We register you as a producer with the Environment Agency, manage your annual data submissions, procure evidence, and respond to any EA queries on your behalf. One named contact for everything regulatory.

STEP 03

In-house collection and AATF treatment

Returned and end-of-life products are collected by our own fleet and treated at our AATF, the only UK facility licensed for all 15 WEEE categories. Documentation flows straight back to your account.

Membership Inclusions

What's included for importers

Everything in one membership: registration, reporting, evidence procurement, collection, treatment, and ongoing advisory.

Full EA registration

Annual producer registration with the Environment Agency, including initial setup and ongoing renewals.

Tonnage classification

We classify your imports by EEE category, separate B2C from B2B, and submit your annual tonnage reports.

Multi-category treatment

All 15 WEEE categories handled in-house. Whatever your product mix looks like, we don't subcontract.

Battery bundling

If your imports include or contain batteries, we handle the battery producer registration alongside WEEE in the same membership.

Common Questions

Quick answers for importers

The questions importing businesses raise most often when reviewing their compliance position.

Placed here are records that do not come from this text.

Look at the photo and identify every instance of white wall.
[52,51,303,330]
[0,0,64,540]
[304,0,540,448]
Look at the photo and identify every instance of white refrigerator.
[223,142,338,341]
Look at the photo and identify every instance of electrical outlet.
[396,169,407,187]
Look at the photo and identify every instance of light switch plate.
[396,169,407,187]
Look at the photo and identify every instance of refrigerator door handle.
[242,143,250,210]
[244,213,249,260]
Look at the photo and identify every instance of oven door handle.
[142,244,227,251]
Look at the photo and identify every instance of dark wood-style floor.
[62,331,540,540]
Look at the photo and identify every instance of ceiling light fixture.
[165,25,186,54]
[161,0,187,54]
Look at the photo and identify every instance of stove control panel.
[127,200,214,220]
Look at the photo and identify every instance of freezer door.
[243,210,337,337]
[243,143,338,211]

I import from a brand that handles its own compliance overseas. Does that cover me?
No. Producer obligations are jurisdictional. Whatever the manufacturer does in another country has no effect on your UK obligations. The first business to place EEE on the UK market carries the responsibility here.
Some of my products are dual-use (sold to consumers and businesses). How do I classify them?
If a product can plausibly be used in a household setting, you classify it as B2C, even if some of your sales are to businesses. The B2C definition pulls items in rather than narrowing them out.
What if I import a small range, well under 5 tonnes a year?
You can register directly with the Environment Agency rather than join a PCS, but you still have full reporting and evidence obligations. Most small importers find a PCS still saves time once they price up the admin work.
My products contain batteries. Is that separate?
Yes. Battery weight is excluded from WEEE tonnage calculations and falls under separate Battery Regulations. If you place over 1 tonne of portable batteries on the UK market a year, you have battery producer obligations on top of WEEE. We handle both.
How quickly can WERCS get me registered?
A free desktop audit takes a few days. Once you've signed a member agreement, EA registration follows the standard timetable. We can backdate registration to cover years where you should have been compliant but weren't.
Watch Out For

Common importer mistakes to avoid

Issues we see when reviewing the position of importers who come to us mid-compliance-year.

Watch

Assuming the manufacturer is the producer

The producer is whoever first places EEE on the UK market. If you import from overseas, that's you. Whatever compliance status the manufacturer holds in their home market is irrelevant to UK obligations.

Watch

Late registration

Importers often realise their obligation when they're already trading. You need to register as soon as you discover the gap, and report retrospectively for the years you've been operational.

Watch

Missing the wheelie bin symbol

If goods arrive without the crossed-out wheelie bin symbol on product, packaging, and instructions, the obligation to add it falls to you before you place them on the UK market.

Watch

Misreporting B2B as B2C

The classification affects your recycling targets and evidence costs. Get it wrong and you're either over-paying or under-reporting. The B2C definition is broader than most importers expect.